Open slyubomirsky opened 1 week ago
When informally benchmarking, I did not find a large difference between the current implementation and this change, however. Perhaps the issue is how the benchmark was measured. Informal benchmark:
The function to test:
def func(t1, t2):
return tp.Tensor(list(t1.shape) != list(t2.shape), dtype=tp.bool)
I wrote it this way because the _is_compatible
helper in Parameter
returns a Python bool, but tp.compile
can only compile functions returning a Tripy tensor.
Comparison:
c = tp.compile(func, args=[tp.InputInfo(shape=[1, 3, 3], dtype=tp.int32), tp.InputInfo(shape=[1, 3, 3], dtype=tp.int32)])
t1 = tp.Tensor([[[1, 2, 3], [4, 5, 6], [7, 8, 9]]])
t2 = tp.Tensor([[[1, 2, 3], [4, 5, 6], [7, 8, 9]]])
def time_run():
start = time.perf_counter_ns()
for _ in range(1000):
c(t1, t2)
end = time.perf_counter_ns()
return (end - start) / 1.0e6
After warming up, both complete in about 25 microseconds. Should we do this comparison without compiling instead? I could also vary the input values.
@slyubomirsky most of the impact will be on the compile time I think.
Ah, okay. I'll profile compile time then.
FWIW, some cursory benchmarking also did not reveal much change in the compile time either (a difference about 100 microseconds over 1000 trials), though it might be a matter of the function that is compiled.
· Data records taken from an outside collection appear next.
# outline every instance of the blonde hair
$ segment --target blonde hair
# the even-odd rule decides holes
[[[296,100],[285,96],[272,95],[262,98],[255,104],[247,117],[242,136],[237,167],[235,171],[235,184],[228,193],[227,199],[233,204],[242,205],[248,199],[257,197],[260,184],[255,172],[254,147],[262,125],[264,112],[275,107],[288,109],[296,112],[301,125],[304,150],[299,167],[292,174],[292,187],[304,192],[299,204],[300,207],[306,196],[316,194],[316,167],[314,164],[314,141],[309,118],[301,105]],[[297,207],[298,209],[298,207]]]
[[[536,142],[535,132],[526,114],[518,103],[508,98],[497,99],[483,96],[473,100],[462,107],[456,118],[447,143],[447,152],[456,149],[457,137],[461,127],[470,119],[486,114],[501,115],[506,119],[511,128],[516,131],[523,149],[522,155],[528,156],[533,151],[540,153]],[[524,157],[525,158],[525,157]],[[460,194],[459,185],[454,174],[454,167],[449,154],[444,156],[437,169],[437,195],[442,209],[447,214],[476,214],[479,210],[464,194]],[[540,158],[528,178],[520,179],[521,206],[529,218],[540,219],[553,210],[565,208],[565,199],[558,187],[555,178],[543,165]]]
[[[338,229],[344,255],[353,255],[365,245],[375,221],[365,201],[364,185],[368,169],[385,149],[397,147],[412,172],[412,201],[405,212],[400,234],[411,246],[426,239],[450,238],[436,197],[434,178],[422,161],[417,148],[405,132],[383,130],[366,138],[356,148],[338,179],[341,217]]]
The function whose compilation I timed (the return value needed to be a tensor for it to be valid to submit to tp.compile
):
def func():
return tp.concatenate(tp.Tensor([1, 2, 3, 4].shape, dim=0)
If there's a specific benchmark we have in mind, that might better to measure.
@slyubomirsky I think a benchmark where it could make a difference is setting parameters on modules without involving any Tripy operations, e.g.:
module.param = tp.Parameter([1, 2, 3])
Previously, this would have triggered a compilation in order to compare the shape of the new parameter with that of the old one. With your changes, the compilation should be entirely bypassed.
Comparing the parameter update time directly does yield the expected difference 🙂 100x faster due to not compiling.
Addresses issue #360.